学園怪談
「は~、もっと街灯を増やせばいいのに」
 そんな文句を独り言としてつぶやく俺だったが、急に携帯電話が鳴った。
「おおっと、誰だ?」
 着信パネルを見るが、非通知設定になっているために誰か分からなかった。
 でも友達の誰かだろうと思い、とりあえず出てみた。
「はい、もしもし?」
「私メリーさん。今、あなたの家の1階にいるの……」
 ガチャ、ツー、ツー、ツー。
「相手は間髪いれずにそれだけ喋って、一方的に電話を切った」
 いきなりの電話に困惑した俺だったが、きっと何かのいたずらに違いない、あるいは間違い電話だろうと思い、気にしない事にした。

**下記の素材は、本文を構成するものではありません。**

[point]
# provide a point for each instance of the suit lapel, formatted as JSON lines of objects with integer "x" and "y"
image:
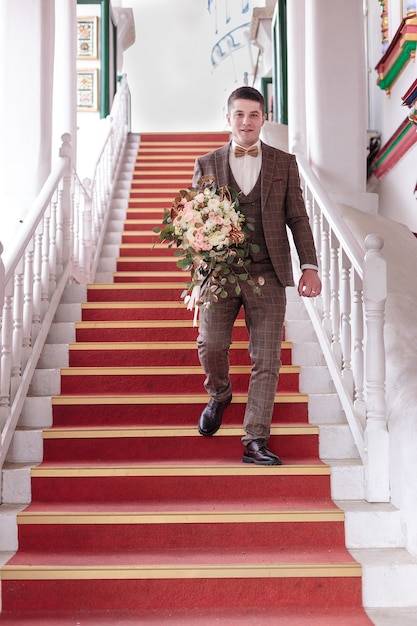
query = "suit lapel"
{"x": 222, "y": 165}
{"x": 267, "y": 172}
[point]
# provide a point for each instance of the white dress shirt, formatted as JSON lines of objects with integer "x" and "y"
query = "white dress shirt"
{"x": 245, "y": 169}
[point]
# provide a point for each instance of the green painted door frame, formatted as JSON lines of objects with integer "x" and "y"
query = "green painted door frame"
{"x": 106, "y": 20}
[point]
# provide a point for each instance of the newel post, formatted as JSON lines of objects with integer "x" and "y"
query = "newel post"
{"x": 377, "y": 487}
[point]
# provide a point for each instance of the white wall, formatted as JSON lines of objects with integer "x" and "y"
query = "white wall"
{"x": 173, "y": 84}
{"x": 168, "y": 68}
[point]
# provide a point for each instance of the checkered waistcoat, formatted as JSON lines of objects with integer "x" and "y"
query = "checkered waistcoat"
{"x": 281, "y": 202}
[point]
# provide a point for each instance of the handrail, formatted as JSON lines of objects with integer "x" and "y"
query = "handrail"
{"x": 59, "y": 243}
{"x": 348, "y": 319}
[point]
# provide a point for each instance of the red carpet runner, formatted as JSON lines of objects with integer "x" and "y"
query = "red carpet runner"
{"x": 136, "y": 518}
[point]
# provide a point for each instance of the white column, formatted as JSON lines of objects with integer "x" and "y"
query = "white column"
{"x": 296, "y": 76}
{"x": 336, "y": 93}
{"x": 65, "y": 95}
{"x": 26, "y": 67}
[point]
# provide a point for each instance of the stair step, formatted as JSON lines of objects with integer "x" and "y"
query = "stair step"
{"x": 146, "y": 330}
{"x": 156, "y": 410}
{"x": 127, "y": 292}
{"x": 153, "y": 353}
{"x": 267, "y": 616}
{"x": 175, "y": 443}
{"x": 179, "y": 588}
{"x": 168, "y": 482}
{"x": 148, "y": 275}
{"x": 152, "y": 379}
{"x": 137, "y": 264}
{"x": 134, "y": 311}
{"x": 86, "y": 529}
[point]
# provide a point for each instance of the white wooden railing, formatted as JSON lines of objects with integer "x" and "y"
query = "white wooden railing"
{"x": 58, "y": 243}
{"x": 349, "y": 320}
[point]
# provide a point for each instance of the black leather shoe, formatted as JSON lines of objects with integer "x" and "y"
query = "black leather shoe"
{"x": 211, "y": 418}
{"x": 258, "y": 452}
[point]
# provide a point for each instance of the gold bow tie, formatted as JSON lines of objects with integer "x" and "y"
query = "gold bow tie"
{"x": 253, "y": 151}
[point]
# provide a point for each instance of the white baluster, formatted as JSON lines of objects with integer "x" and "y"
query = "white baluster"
{"x": 6, "y": 353}
{"x": 345, "y": 327}
{"x": 37, "y": 283}
{"x": 325, "y": 278}
{"x": 335, "y": 300}
{"x": 16, "y": 370}
{"x": 27, "y": 305}
{"x": 52, "y": 246}
{"x": 45, "y": 267}
{"x": 66, "y": 204}
{"x": 358, "y": 359}
{"x": 376, "y": 431}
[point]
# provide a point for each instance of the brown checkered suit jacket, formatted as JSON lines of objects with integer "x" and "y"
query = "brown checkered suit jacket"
{"x": 282, "y": 205}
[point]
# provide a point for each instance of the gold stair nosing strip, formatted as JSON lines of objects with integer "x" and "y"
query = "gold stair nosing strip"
{"x": 143, "y": 324}
{"x": 161, "y": 370}
{"x": 155, "y": 181}
{"x": 172, "y": 432}
{"x": 152, "y": 345}
{"x": 144, "y": 400}
{"x": 181, "y": 517}
{"x": 152, "y": 304}
{"x": 136, "y": 286}
{"x": 188, "y": 471}
{"x": 146, "y": 259}
{"x": 191, "y": 571}
{"x": 150, "y": 274}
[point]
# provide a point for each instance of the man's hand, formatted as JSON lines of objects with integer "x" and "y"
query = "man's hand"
{"x": 309, "y": 284}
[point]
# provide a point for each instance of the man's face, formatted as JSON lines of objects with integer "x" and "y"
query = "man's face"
{"x": 246, "y": 119}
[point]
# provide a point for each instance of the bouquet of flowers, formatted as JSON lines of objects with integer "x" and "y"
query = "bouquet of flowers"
{"x": 210, "y": 235}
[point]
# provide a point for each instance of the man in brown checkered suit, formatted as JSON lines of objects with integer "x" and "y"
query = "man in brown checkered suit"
{"x": 269, "y": 192}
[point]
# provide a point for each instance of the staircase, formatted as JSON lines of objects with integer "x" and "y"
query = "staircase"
{"x": 137, "y": 519}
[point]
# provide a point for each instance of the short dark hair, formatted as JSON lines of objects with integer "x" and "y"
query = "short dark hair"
{"x": 246, "y": 93}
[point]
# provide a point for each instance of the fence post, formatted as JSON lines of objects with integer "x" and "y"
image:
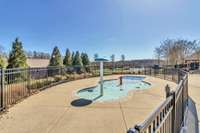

 それからしばらく歩いたところで、再び電話が鳴った。
「ち、また非通知かよ」
 また間違い電話かと思い、今度は文句言ってやろうと思って電話に出た。
「あのさ、誰にかけてるわけ?」
「私メリーさん。今、あなたの家の2階にいるの……」
 そして、また俺の言葉は無視された。ここで俺は、かつて聞いた事のあるメリーさんの話を思い出さずにはいられなかった。でも、俺は今、部屋の外にいる。家には誰かいるかもしれないが、俺に電話をしてくる意図が全く分からなかった。少しばかり心臓の鼓動が早まるのを感じながらも、俺は家路を急いだ。
 しばらくして、また携帯が鳴った。
「……はい」
「私メリーさん。今、あなたの家の3階にいるの……」
 やはりメリーさんからの電話だった。
 俺は携帯を握る手が、知らないうちに汗ばんでいたことに気がつき、慌ててズボンで手を拭った。